In 1899 he joined up with 15 others and started a company in Germany that produced its first vehicle in 1901. But it wasn’t a smooth ride at all. In 1909, the Board of Directors forced Horch out of the company that he had been first and foremost in creating.
Not deterred, he set up another business. Given that the name Horch was already in use, he chose Audi – Latin for ‘Hear’ or ‘Listen.’
Audi as we now know it launched their first car in 1910 — the Audi Type A Sport-Phaeton, with only 140 ever produced. It was a success, particularly in sporting events, and the Type B was also launched that year. Horch began entering his vehicles in races and won the prestigious International Austrian Alpine Run three years in a row.
The company quickly became a favorite of German drivers, but the First World War required the company to manufacture vehicles used in many military campaigns. When the war was over, the company incurred heavy losses and struggled to remain profitable, much less at the level they were performing before the war.
In 1920, August Horch left the company for a position in the Ministry of Transport, but remained a member of the board of trustees for Audi. The next year they became the first car manufacturer to present a production car with left-hand drive, which was desirable, as it was considered to provide a better view of oncoming traffic.
To further develop – and consolidate – Audi merged with DKW, Horch and Wanderer in 1932 and in so doing launched the iconic four-ring badge emblem. The business, named Auto Union, would set the foundations of modern motoring as we know it.
The same year, Audi introduced the world’s first volume-built car with front-wheel-drive. By the end of the ‘30s, you could find Audis in Grand Prix races, all while introducing its first 16-cylinder racing car, and beginning to conduct systematic rollover and crash tests.
World War II and Beyond
With the new merger and company in place, technology became the focal point for Audi, which has remained central to the company’s corporate identity. In the early days of the Auto Union era, Audi became the first European car company to offer a six-cylinder-engine, front wheel drive model — the Audi Front.
But like many German manufacturing companies, the onset of World War II saw Auto Union plants retooled for military production. They began producing armoured cars for the military, which made them targets for Allied bombing. This took a toll on production, and in 1945, the US Army raid caused great damage to Audi’s plant.
In fact, it was only a couple of years later that factories were dismantled as part of war reparations and Auto Union AG was removed from the commercial register. But that wouldn’t be the end. Audi began assembling pre-war models in 1949, renaming itself to Auto Union GmbH.

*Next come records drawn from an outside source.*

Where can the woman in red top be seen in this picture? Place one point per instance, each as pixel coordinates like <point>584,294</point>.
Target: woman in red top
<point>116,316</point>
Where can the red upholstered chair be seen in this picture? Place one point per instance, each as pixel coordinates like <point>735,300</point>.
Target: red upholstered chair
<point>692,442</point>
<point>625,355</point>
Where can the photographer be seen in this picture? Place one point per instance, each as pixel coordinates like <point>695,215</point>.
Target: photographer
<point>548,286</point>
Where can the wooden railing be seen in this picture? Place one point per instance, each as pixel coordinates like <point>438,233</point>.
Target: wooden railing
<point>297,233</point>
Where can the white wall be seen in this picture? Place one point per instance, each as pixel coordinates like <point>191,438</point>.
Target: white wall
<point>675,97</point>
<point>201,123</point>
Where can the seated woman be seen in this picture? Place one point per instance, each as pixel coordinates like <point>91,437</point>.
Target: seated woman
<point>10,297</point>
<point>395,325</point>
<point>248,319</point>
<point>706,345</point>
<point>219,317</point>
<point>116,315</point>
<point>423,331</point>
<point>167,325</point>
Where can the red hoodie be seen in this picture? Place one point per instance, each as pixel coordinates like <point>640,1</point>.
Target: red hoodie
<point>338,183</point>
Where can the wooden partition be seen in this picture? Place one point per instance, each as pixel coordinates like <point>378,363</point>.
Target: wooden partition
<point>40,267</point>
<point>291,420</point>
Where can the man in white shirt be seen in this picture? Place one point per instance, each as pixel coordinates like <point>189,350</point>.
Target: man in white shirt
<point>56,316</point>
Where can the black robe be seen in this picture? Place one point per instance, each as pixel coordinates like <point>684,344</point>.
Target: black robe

A few years later, Daimler-Benz took over the Auto Union. Then in 1964, Volkswagen AG once again acquired majority shares of Auto Union, and two years later that company became a fully-owned subsidiary of VW.
Audi Automobiles Today
The company would go on to develop four-wheel drive technology in the 1980’s. Named ‘Audi Quattro,’ this was the world’s first four-wheel drive sports coupe. The company’s official name was shortened to Audi AG, which also started their shift towards the luxury market. In 1987 the Audi put forward the Audi 90, which was considered much more elegant and superior to the Audi 80, which some saw as an “old person’s car.”
In 2006, the introduced the first 12-cylinder engine in the Audi Q7, and 2007 saw Audi become the first manufacturer to premiere the first headlight unit in the world that deployed LEDs for all of the front lighting functions — including daytime running lights, turn signals, and the dipped-beam and main-beam headlights.
They have continued to develop innovations such as diesel technology, aluminium bodies, the “multitronic” Continuously Variable Transmission (CVT), and SUVs that are both unique and extremely functional.
The company continues to look towards the future, not content to settle on past success. They continue to work on promoting the interests of the Audi customers, and the more than 90,000 employees around the globe.